Reputation: 403
I am using the ResNet18 pre-trained model which will be used for a simple binary image classification task. However, all the tutorials including PyTorch itself use nn.Linear(num_of_features, classes)
for the final fully connected layer. What I fail to understand is where is the activation function for that module? Also what if I want to use sigmoid/softmax how do I go about that?
Thanks for your help in advance, I am kinda new to Pytorch
Upvotes: 1
Views: 2285
Reputation: 16906
No you do not use activation in the last layer if your loss function is CrossEntropyLoss
because pytorch CrossEntropyLoss
loss combines nn.LogSoftmax()
and nn.NLLLoss()
in one single class.
You actually need logits (output of sigmoid) for loss calculation so it is a correct design to not have it as part of forward pass. More over for predictions you don't need logits because argmax(linear(x)) == argmax(softmax(linear(x))
i.e softmax
does not change the ordering but only change the magnitudes (squashing function which converts arbitrary value into [0,1] range, but preserves the partial ordering]
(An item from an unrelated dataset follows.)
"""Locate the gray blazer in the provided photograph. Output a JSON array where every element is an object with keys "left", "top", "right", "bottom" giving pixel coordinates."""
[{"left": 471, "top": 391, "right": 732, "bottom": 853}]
If you want to use activation functions to add some sort of non-linearity you normally do that by using a multi-layer NN and having the activation functions in the last but other layers.
Finally, if you are using other loss function like NLLLoss
, PoissonNLLLoss
, BCELoss
then you have to calculates sigmoid yourself. Again on the same note if you are using BCEWithLogitsLoss
you don't need to calculate sigmoid again because this loss combines a Sigmoid layer and the BCELoss
in one single class.
check the pytorch docs to see how to use the loss.
Upvotes: 4
Reputation: 987
In the tutorials you would see on the internet, people mostly do multi-class classification, for which they use cross-entropy loss which doesn't require a user defined activation function at the output. It applies the softmax activation itself (actually applying an activation function before the cross-entropy is one of the most common mistakes in PyTorch). However, in your case you have a binary classification problem, for which you need to use binary cross-entropy loss, which doesn't apply any activation function by itself unlike the other one. So you will need to apply sigmoid activation (or any kind of activation that maps the real numbers to the range (0, 1) yourself.
Upvotes: 2
Reputation: 1627
Usually, no ReLU activation function is used in the last layer. The output of the torch.nn.Linear
layer is fed to the softmax function of the cross-entropy loss, e.g., by using torch.nn.CrossEntropyLoss
. What you may be looking for is the binary-cross-entropy loss torch.nn.BCELoss
.
Upvotes: 1